Девочка встает и идет к вишневому дереву, ветви которого охватывают весь двор, тянутся вдоль забора, нависают над крышей дома соседа и роняют косточки ему в водосточную трубу. Дом деда Георгия новый, белый и красивый, с терракотой; не как их, на стенах которого видны кирпичи: дедушка обещал их замазать и побелить еще тридцать лет назад. Если залезть на вишню, то с нее видна вся деревня, серебристые капилляры реки, затем граница с густым румынским лесом и постоянно шумными галками. Старое дедушкино радио ловит больше румынских станций, чем болгарских.

— Когда мы вернемся в город? — спрашивает она.

— Может, мы вообще сегодня не будем ночевать дома, милая, — отвечает бабушка. — Работы много.

Вокруг нет других детей, нет мам и пап — только старики. Кто-то из соседей здесь живет, кто-то приезжает только весной и летом, чтобы посадить и собрать урожай. Нет ни воды, ни телевизора. В этом году дедушка решил вырастить арбузы, и они вдвоем носят ведра с водой из колодца в поле, ведро за ведром, ходят туда-сюда, пока не польют все. Это занимает два, в более засушливые дни — даже три часа. Когда она рассказывает об этом маме по телефону, та отвечает: только твой дедушка может быть таким упрямцем, чтобы растить арбузы в пустыне. Туалета тоже нет — есть уличный сортир, в котором кишат пауки и многоножки, а в дырке звенит жужжание мух. К дому ведет песчаная дорога, по которой не ездят никакие другие машины.

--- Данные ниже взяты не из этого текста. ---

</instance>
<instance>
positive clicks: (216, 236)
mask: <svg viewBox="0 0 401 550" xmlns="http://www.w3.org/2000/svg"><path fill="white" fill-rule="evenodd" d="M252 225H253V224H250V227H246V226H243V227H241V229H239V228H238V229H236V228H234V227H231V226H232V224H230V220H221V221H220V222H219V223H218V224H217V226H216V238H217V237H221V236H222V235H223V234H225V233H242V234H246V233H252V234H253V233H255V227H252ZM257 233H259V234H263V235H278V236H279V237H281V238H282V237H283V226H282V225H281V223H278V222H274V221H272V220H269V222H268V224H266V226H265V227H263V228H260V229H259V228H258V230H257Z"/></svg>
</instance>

— Но я хочу домой, — отвечает девочка. — Могу сама на велосипеде доехать, я же знаю дорогу, только дайте мне ключ…

— Мы не можем отпустить тебя одну, детка, ты еще маленькая. — Слова готовы еще до того, как она просит.

— Я не маленькая, мне уже почти четырнадцать лет! С Софии сама хожу в школу уже целый год! — возмущается она.

— Нельзя, детка, нельзя. Потерпи еще немного, поди поиграй наверху, почитай какую-нибудь книжку, журналы твоего дяди, вот и время пройдет…

— Не хочу больше там сидеть, хочу поехать в город, к ребятам. Я буду там и подожду, пока ты вернешься домой…

Оплеуха обжигает ее слева. Девочка слышит бабушкин голос приглушенно. Дедушка поднимает ее с земли за бретельки майки, тащит на второй этаж, толкает в комнату и захлопывает металлическую дверь. По ту сторону остается звяканье его огромной связки ключей. В полумраке комнаты девочка встает. Снимает влажные штаны и белье, переодевается, оставляет одежду в углу по негласному соглашению с бабушкой, которая потом заберет вещи в стирку. Делает несколько шагов по комнате, открывает и закрывает шкафы, садится на свободную кровать — на второй сушатся пучки зверобоя. Ложится и тихо плачет до изнеможения, после чего засыпает.

Она решает, что ноги ее больше не будет на участке, но она не будет сидеть и в квартире, где тараканы ползают даже днем; крики и смех ее друзей под окном невыносимы, невыносимо и кабельное телевидение, она уже выучила наизусть все песни с MTV и VH1. Она использует свое одиночество, чтобы составить идеальный план. У нее появилось чувство чего-то нового, что давит ей на грудь и душит по ночам. Она постоянно носит в себе какую-то тревогу, вздрагивает от всего, однажды даже чуть не проглотила во сне язык, но бабушка успела ее спасти.

Впервые в своей жизни она ненавидит. Ненавидит маму, которая рассказывает ей, что не выносит своих родителей, но все равно отправляет ее к ним каждое лето. Ненавидит бабушку и дедушку из-за их глупых правил и из-за того, что они будто и не слышат, о чем она им говорит. Ненавидит, что ее постоянно обвиняют в том, чего она не делала и о чем даже не думала. Ненавидит их страх перед несуществующими опасностями и сплетнями. Никому ни до кого нет дела, все слишком заняты собой. Она никогда не лгала, но они все лжецы, поэтому видят в ней себя. Она никогда не делает ничего плохого, но они не признают своих ошибок, поэтому обвиняют в них ее. Занятые своими закрутками, они воображают, что сделают компот и из нее — закатают ее крышкой, расправленной в восьмой раз, сварят в казане, и она получится именно такой, какой они хотят, а затем положат ее в погреб с остальными, где она будет ждать своей очереди на съедение.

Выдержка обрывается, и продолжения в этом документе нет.